My first Cartoon Forum was in 1994 and was held in the Azores. At some point I remember pitching a project but my clearest memories are of the steak, the white asparagus and the flowing wine. Similarly with Arles (wine), Turku (beer & saunas), Connemara (Guinness), Santiago de Compostela (Tapas & Pilgrims). I can’t really remember much about Kolding or Varese. Both dull I think.

This year the forum was held in Girona, Catalonia, about an hour from Barcelona. The main attraction this year was that nearby Figueres was the birthplace of the late Salvador Dali and he spent the latter part of his life in the region. And as you will know from previous posts, being a minor media mogul is all well and good but it’s modern art that really gets the juices flowing.

Especially when it’s modern art involving stuffed birds, cars with rain machines inside them and numerous iconoclastic, blasphemous and erotic artefacts all presented with an obsessive eye for beauty. Anyone who wears sheep shit in his hair to make a point has got to be worth a couple of hours of my time.

As part of some of the organised tours around the Forum we were able to visit the Dali Theatre and Museum in Figueres and also the Gala-Dali Castle in Pubol both of which were truly extraordinary.

The business of the Cartoon Forum though is animation. Over 4 days some 60 producers get to pitch their projects to broadcasters and financiers in the hope of raising sufficient finance to get something in to production. Sounds good eh?

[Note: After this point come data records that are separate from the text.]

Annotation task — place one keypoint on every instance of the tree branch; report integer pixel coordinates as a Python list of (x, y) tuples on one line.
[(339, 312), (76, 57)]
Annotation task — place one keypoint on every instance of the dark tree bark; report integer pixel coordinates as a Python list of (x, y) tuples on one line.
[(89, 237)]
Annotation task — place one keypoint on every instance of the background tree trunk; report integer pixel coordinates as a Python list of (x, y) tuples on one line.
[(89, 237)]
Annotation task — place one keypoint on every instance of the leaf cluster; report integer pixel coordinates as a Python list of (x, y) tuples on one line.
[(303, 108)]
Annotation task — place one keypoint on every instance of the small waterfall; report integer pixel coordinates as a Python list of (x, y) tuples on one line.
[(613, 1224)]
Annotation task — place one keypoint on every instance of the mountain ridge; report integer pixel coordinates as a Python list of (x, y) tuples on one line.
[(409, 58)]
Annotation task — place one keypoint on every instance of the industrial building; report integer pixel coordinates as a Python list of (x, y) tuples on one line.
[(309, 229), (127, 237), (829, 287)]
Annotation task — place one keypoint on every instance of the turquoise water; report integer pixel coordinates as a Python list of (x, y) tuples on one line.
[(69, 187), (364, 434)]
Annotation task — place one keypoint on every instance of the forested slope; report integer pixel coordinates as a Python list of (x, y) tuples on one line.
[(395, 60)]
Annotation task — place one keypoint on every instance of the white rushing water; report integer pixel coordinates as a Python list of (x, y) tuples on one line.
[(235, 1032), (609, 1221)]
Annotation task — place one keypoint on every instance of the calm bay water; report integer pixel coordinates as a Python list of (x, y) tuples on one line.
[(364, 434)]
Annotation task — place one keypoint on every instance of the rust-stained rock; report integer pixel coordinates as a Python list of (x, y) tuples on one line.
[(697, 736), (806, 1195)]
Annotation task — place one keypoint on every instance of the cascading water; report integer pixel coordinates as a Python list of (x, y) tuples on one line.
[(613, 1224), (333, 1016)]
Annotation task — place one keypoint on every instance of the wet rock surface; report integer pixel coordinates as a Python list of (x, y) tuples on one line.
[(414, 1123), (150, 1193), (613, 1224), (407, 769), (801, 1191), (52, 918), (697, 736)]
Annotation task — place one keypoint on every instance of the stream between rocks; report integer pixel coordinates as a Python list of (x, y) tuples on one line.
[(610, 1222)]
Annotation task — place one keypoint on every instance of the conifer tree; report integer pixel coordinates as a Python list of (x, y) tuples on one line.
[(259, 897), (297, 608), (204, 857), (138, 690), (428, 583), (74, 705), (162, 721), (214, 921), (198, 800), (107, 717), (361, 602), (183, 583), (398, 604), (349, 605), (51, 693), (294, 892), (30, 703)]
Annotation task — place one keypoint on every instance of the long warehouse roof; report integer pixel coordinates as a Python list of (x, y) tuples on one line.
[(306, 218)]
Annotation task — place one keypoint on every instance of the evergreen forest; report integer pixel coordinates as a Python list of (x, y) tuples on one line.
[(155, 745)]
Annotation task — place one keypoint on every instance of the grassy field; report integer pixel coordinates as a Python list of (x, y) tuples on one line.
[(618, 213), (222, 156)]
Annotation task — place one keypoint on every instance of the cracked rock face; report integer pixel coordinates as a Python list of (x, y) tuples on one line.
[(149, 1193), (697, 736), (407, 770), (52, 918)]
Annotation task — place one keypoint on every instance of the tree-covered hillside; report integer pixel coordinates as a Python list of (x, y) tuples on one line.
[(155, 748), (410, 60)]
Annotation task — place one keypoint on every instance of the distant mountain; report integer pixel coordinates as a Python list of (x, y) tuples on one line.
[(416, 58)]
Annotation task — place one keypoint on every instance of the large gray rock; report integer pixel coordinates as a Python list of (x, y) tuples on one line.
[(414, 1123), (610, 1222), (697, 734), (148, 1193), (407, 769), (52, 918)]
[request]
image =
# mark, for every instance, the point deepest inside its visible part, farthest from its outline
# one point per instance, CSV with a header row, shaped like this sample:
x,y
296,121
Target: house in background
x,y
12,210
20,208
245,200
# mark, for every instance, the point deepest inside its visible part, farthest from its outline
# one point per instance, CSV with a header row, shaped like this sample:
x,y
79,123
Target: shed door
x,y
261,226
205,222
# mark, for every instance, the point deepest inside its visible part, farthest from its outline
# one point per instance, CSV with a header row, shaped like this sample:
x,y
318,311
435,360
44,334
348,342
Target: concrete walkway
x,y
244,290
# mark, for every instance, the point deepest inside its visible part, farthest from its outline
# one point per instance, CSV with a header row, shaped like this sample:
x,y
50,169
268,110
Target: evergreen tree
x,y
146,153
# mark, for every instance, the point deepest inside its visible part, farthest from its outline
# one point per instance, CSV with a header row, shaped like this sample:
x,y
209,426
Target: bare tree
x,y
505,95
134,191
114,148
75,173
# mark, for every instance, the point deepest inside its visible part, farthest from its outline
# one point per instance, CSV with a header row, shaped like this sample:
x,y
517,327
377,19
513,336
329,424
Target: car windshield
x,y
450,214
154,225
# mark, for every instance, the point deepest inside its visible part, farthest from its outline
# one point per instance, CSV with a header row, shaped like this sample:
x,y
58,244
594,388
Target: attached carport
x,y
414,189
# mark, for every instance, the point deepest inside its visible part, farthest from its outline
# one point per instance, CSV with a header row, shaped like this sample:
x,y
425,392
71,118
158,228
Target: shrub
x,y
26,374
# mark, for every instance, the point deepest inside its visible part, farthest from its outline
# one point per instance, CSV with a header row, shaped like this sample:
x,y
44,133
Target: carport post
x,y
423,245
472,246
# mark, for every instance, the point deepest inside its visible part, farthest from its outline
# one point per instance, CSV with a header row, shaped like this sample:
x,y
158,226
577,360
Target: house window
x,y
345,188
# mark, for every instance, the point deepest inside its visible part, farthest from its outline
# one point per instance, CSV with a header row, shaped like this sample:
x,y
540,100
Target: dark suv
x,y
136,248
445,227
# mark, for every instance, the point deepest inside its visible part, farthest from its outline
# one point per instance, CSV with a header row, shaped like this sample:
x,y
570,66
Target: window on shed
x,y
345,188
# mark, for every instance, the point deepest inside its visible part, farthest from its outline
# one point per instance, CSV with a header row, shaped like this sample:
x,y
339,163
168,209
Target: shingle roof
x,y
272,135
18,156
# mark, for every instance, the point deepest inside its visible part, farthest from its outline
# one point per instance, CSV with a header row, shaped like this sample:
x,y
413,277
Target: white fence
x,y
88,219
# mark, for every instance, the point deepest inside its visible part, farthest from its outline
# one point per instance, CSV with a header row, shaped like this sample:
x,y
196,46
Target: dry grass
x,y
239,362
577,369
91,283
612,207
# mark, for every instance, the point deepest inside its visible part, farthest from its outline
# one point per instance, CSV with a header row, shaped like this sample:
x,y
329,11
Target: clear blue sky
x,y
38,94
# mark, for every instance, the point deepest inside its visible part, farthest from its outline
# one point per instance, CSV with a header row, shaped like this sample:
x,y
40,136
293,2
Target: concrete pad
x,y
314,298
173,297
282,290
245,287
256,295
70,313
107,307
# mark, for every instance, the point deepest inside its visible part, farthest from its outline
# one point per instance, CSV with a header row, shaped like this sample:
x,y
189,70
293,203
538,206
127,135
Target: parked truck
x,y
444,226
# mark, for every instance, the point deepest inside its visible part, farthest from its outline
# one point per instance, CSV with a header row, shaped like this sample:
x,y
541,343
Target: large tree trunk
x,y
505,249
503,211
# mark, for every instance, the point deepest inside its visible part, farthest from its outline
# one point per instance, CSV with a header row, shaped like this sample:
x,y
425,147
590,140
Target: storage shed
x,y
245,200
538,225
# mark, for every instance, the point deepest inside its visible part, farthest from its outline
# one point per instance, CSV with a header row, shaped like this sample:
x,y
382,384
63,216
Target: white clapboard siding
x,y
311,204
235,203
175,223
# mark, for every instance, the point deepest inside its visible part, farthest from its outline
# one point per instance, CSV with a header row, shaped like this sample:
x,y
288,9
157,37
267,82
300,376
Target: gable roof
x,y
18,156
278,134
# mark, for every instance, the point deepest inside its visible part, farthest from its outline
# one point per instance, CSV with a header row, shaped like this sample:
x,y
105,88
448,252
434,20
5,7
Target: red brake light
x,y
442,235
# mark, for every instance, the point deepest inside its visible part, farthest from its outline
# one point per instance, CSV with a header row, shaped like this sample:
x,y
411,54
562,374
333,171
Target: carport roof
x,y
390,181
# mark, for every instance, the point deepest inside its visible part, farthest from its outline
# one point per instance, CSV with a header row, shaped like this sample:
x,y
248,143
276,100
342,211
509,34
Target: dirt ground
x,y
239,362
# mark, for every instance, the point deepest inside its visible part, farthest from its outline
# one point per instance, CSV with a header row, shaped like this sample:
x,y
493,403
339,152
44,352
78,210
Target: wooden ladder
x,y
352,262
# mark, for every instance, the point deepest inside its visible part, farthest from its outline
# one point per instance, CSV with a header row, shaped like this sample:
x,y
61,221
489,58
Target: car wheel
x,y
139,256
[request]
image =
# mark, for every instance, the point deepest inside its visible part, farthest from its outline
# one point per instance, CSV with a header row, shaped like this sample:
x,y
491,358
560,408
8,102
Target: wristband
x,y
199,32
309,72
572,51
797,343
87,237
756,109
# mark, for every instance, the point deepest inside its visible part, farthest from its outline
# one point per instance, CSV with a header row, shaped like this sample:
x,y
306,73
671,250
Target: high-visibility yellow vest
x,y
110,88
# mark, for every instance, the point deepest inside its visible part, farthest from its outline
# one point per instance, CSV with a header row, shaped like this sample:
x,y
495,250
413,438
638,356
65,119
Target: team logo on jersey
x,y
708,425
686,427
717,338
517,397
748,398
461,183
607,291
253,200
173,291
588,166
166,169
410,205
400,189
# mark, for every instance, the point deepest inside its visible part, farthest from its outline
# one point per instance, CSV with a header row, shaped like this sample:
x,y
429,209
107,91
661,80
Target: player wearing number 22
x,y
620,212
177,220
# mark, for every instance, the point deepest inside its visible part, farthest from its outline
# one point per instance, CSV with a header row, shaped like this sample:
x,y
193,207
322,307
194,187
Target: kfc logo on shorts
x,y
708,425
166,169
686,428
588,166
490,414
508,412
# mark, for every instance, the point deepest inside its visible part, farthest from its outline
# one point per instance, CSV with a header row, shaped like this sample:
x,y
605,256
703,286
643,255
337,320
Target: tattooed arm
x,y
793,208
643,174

Well, funnily enough, things are not what they seem.

Of the sixty projects that get pitched, usually less than 5 ever get into production. Kids animation is a hugely competitive area with a massive over-supply of passionate producers chasing increasingly scarce broadcast slots and finance.

Also, most of the projects presented are abysmal. This year one of the highlights was a project called ‘Anton and the Turbot Trophy’ a priceless series about a wall mounted turbot that could grant wishes to the young Anton. You had to be there, it was astonishing.

The Forum always leaves me confused about our business, it has the ability to make me question what we are doing trying to make animated kids programmes. There is so much of it out there - what chance do we have of making something that will even get noticed?

But the Forum can also remind me that if the rest of Europe is trying to make talking turbot shows then there might just be a place for high quality kids entertainment such as is made by Aardman. I sat through a good few pitches and saw nothing that made me want to throw in the towel but plenty that made me want to stand up and shout ‘Just give up, it’s not going to happen!’

But then all wrongs were righted and the week away from the family was somehow made worthwhile when Aardman’s film, The Pearce Sisters (directed by the extraordinarily talented Luis Cook) won the Cartoon D’Or - a soemwhat prestigious European award that is part of the whole Cartoon Forum experience.

The Pearce Sisters, and films like it, are what make our business great. Totally un-commercial, breathtakingly original and artistic, honest, resonant and true in a way that no Hollywood schlock or reality TV programme ever ever will be. And with my name in the credits too. Lovely.

After the Cartoon D’Or ceremony on the Friday night I decided to try and make an early getaway. I brought my return flight forward a day and hot-footed it to Barcelona airport to get home to see my beloved family a day early. I got to the airport and realised that my passport was in the desk drawer in my hotel room.

You don’t need a talking turbot to make your wishes come true. You need to remember your fucking passport.

Tail between my legs, I scuttled back to Girona, fortunately had a magical dinner in the grounds of a castle and headed home on Sunday on my original Easyjet ticket, all £18 worth of it. Remind me again - how is it that I can fly from Girona to Bristol for less than the price of a round of drinks? Has the world gone mad?

Come to think of it, one of my favourite books ever is The Flounder by Gunter Grass - about a talking turbot. Perhaps I missed something and the project was actually a brilliant metaphor for the decline of masculine authority in the face of resurgent feminine self awareness. I must email them and ask to see the scripts.